According the revelation of Army General James Thurman, the commander of US Forces Korea, the government of Pyongyang is massive investing in cyber warfare capabilities, recruiting and forming high skilled team of hackers. The groups will could be engaged in offensive cyber operation against hostile government and in cyber espionage activities.”

According South Korea intelligence, the North cyber units are responsible for large-scale cyber attacks against the country occurred in 2009 and March 2011.

On the other side South Korean military set up the special cyber command in 2010 and established a cyber warfare school in 2012 with Korea University.

“South Korea is an IT superpower with good infrastructure but remains relatively vulnerable to hacking,” said Park Soon-Tai, manager of the agency’s hacking response team.

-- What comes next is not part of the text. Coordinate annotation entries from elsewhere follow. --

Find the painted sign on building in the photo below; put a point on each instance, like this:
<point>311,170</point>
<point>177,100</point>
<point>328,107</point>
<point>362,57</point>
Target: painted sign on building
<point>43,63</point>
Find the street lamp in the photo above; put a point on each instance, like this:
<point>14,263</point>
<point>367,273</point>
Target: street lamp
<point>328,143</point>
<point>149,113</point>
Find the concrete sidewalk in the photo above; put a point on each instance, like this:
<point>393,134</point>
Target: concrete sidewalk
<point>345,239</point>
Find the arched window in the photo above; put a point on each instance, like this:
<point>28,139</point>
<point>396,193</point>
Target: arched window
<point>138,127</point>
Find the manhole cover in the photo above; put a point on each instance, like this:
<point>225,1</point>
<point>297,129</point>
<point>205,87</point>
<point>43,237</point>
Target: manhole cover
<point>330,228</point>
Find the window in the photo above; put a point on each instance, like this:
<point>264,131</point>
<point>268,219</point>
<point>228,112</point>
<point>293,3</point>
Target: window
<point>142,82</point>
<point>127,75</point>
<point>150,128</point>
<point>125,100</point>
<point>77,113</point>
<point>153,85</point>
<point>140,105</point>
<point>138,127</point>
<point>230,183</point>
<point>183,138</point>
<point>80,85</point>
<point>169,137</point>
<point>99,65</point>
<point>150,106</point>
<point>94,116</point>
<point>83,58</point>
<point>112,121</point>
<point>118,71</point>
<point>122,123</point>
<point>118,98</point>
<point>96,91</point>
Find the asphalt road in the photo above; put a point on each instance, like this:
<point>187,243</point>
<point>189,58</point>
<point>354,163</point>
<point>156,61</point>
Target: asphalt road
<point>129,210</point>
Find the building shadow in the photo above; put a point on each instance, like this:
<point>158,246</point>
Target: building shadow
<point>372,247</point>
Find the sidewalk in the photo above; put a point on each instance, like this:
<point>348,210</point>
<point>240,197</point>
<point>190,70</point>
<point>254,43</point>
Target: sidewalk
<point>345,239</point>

The training program was launched to increase the cyber capabilities of the country and to respond to  continuous  cyber attacks that hit South Korea. The Korea Internet Security Agency recorded 40,000 cases of cyber attacks from foreign and domestic sources in 2012, up from 24,000 in 2008.

The South’s military has also established  a special alert level system dubbed Infocon that reflects the current likelihood of an imminent cyber attack, the Infocon level passed from five to four due the tension in Korean area, a level defined by South Korea’s defense minister as a “general threat.”

Certainly what has been observed is just the beginning, the dispute between the two Koreas in cyber space involves, and will involve, an increasing number of states with unforeseeable consequences.

Pierluigi Paganini

(Security Affairs – Cyber warfare)

 

UPDATE 2013-03-20

S. Korea info networks paralyzed after suspected hack, Seoul points at North

South Korea has stepped up its information surveillance status following a suspected cyber-attack that paralyzed banks and broadcasters. A team of investigators is now looking at the origins of the cyber-assault.

South Korean police have issued a statement saying they are investigating reports of a hack attack that brought down a number of South Korean broadcasters, as well as two banks.

Among the broadcasters hit by the alleged hack attack were KBS, MBC and YTN networks, reported Yohap news agency.